Customized corneal crosslinking (CXL) via a transepithelial approach that incorporates supplemental intraoperative oxygen leads to clinically meaningful improvements in both corneal curvature and corrected distance visual acuity (CDVA) in patients with progressive keratoconus.
In a study published in the Journal of Cataract and Retinal Surgery, researchers report on first experiences with epithelium-on, customized CXL with intraoperative supplemental oxygen for progressive keratoconus management. Included patients had a progressive keratoconus diagnosis of stage I or stage II and minimum optical corneal pachymetry ≥450 µm. The primary outcome measures included CDVA, corneal tomography, demarcation line detection at postoperative month 1, and endothelial cell count via corneal specular microscopy.
The total study population included 27 eyes from 24 patients (14 men; mean age, 29.3±7.3 years) with mild-to-moderate keratoconus. Participants underwent customized corneal CXL with a transepithelial approach; ultraviolet-A irradiation (365 nm wavelength) was delivered in a 2-zone elliptical pattern. Total dose delivered was 10 J/cm2 at the keratoconus apex.
At the 6-month postoperative follow up, both mean uncorrected distance visual acuity (UCVA) and CDVA improved significantly from baseline (0.26 ± 0.05 to 0.19 ± 0.07 and 0.19 ± 0.06 to 0.11 ± 0.05 logarithm of the minimum angle of resolution, respectively; P <.05). No significant changes in refractive parameters or significant reductions in tomographic or subjective cylinder were noted in this timeframe.
Significant flattening of steep keratometry was noted, with a mean change of -1.9 D (P <.05). No significant changes in pachymetry were observed at the 6-month follow up, although investigators did identify a nonsignificant trend towards reduction from mean preoperative minimum pachymetry (472.66 µm ± 21 µm to 464.71 µm ± 24.38 µm). Corneal higher-order aberrations (HOAs) — in particular, coma and vertical trefoil — demonstrated significant 6-month improvement.
Finally, endothelial cell density did not demonstrate a statistically significant reduction from mean baseline cell count (2522 cells/mm2 ± 33 cells/mm2 to 2489 cells/mm2 ± 29 cells/mm2). At the 1-month postoperative evaluation, a double demarcation line was identified via anterior segment OCT; mean depth was 218.23 µm ± 43.22 µm in the corneal area (treated at 7.2 J/cm2 fluence) and 325.71 µm ± 39.70 µm in the steeper corneal area. In 1 eye, no demarcation line was visible, while in 3 eyes, the line was visible only in the steeper area (mean depth, 218 µm ± 18.02 µm).
“The preliminary results of this pilot study demonstrate the potential for epi-on, CXL with supplemental oxygen to reduce corneal HOAs and reduce corneal curvature in patients with progressive [keratoconus],” the researchers concluded. “The results of our study compared favorably with previous reports of epi-off customized CXL.”

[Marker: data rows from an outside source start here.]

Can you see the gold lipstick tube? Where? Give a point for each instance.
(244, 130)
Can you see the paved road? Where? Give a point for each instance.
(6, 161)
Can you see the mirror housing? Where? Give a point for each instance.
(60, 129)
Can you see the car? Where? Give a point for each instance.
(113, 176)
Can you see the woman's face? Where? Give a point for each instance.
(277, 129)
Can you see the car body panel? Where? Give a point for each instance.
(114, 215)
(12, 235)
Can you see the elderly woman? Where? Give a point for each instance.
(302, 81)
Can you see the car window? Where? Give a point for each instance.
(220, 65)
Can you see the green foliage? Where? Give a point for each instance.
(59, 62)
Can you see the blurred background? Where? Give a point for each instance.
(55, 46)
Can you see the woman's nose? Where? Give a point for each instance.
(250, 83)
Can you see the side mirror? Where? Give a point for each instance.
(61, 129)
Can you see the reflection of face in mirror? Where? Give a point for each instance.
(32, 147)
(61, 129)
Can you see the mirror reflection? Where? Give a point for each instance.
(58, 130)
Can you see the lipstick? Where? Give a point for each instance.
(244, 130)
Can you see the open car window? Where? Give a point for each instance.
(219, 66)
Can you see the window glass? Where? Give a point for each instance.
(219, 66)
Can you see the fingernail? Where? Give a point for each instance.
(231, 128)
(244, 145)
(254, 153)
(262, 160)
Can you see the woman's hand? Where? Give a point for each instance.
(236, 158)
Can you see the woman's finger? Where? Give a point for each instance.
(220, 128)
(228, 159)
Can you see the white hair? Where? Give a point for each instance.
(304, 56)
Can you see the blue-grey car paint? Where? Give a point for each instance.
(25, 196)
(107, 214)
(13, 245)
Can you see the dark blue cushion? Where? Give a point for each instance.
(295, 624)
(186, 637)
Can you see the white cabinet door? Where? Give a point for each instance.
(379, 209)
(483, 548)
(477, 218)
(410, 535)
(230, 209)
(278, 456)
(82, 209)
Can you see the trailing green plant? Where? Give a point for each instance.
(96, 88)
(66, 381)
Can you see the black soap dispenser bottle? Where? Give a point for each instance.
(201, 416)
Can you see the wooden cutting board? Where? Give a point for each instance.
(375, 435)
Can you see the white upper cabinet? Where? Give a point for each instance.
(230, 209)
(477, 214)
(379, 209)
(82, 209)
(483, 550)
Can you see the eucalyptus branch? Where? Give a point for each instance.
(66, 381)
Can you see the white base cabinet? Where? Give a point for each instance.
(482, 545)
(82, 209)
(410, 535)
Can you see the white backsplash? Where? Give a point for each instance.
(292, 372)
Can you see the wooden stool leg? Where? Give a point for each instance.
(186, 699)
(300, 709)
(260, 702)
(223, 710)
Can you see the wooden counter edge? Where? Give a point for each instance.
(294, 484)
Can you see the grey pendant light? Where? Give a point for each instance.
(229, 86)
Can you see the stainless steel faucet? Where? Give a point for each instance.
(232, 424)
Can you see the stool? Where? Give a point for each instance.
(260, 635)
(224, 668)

They added that although longer-term follow-up studies inclusive of a larger patient cohort are necessary, “the outcomes of this study suggest that high-irradiance epi-on customized CXL with supplemental oxygen might be a promising alternative to S-CXL in patients with progressive [keratoconus] with the potential to improve visual outcomes and reduce complications.”
Reference
Mazzotta C, Sgheri A, Bagaglia SA, Rechichi M, Di Maggio A. Customized corneal crosslinking for treatment of progressive keratoconus: Clinical and OCT outcomes using a transepithelial approach with supplemental oxygen. J Cataract Refract Surg. 2020;46(12):1582-1587.